Voters understand that twisting real concerns about workplace harassment and violence against women into a partisan issue is not going to advance the cause of women nor is hysteria and hyperbole.
The latest Newspoll data shows that most voters can see through the activist media’s determination to tie societal ills and toxic behaviour in Parliament House to just one side of the political divide.

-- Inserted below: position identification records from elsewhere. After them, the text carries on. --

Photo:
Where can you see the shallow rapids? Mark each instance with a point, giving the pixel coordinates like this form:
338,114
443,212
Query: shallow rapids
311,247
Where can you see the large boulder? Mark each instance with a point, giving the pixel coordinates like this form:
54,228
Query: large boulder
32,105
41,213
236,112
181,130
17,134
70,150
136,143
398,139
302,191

Coalition MPs would be breathing a sigh of relief but they shouldn’t get too comfortable for there’s no denying the prime minister has botched his response to this issue and though he leads opposition leader Anthony Albanese 52 per cent to 32 per cent as preferred PM, his personal approval rating has dropped to its lowest point for a year.
The two-party preferred vote remains at 52-48 per cent in Labor’s favour, however Labor’s primary vote dropped to 38 per cent while the Coalition’s vote increased to 40 per cent.
As long as Albanese is opposition leader then Scott Morrison will be feeling secure in his job.
Albo is Morrison’s greatest political asset.
Who knows what the polls would be showing if the PM was facing a competent opposition leader who doesn’t get his political cues exclusively from Twitter.
Labor’s latest policy idea may be opportunistic but it is better than many of their previous efforts.
Albanese is essentially looking at rebranding Tony Abbott’s paid parental leave policy and giving parents 26 weeks of leave at their normal salary including superannuation.
It is unclear whether both the mother and father would qualify for this largesse but at the very least the primary caregiver would be able to stay home with their child for six months on full salary.
When the Abbott government proposed this policy, the most practical pro-women policy imaginable, the modern feminists from the media, academia and commentariat were quick to find fault.
Not because it was a bad policy or failed to be sufficiently pro-women but because Abbott had proposed it.
Watch that same mob now champion Albo’s policy proposal.
Mothers should receive their full salary when on maternity leave but businesses cannot afford to give six months leave to both parents, only the primary caregiver should qualify.
We have just emerged from the worst recession since the Great Depression and there’s more pain to come with both state and federal governments accumulating unprecedented levels of debt.
Jobs, energy prices and reopening the country and economy are top of mind for most voters, not the Canberra press gallery’s obsession with workplace harassment and conduct.
While the nation’s media are preoccupied with the women’s march, the culture of Parliament House and introducing female quotas for the Liberal party, people in NSW are battling a once in a 50 year flood.
Elsewhere in the country we have entire sectors of the economy on their knees and a major city being locked down again over a handful of COVID-19 cases.
State premiers from Victoria, South Australia, Queensland and Western Australia continue to shut their borders and impose draconian restrictions rather than come up with a proportional, targeted response to the COVID-19 threat in Australia.
And, we have a vaccine rollout that started late and is proceeding at a glacial pace.
These are the issues that matter to the electorate and will ultimately determine the next election.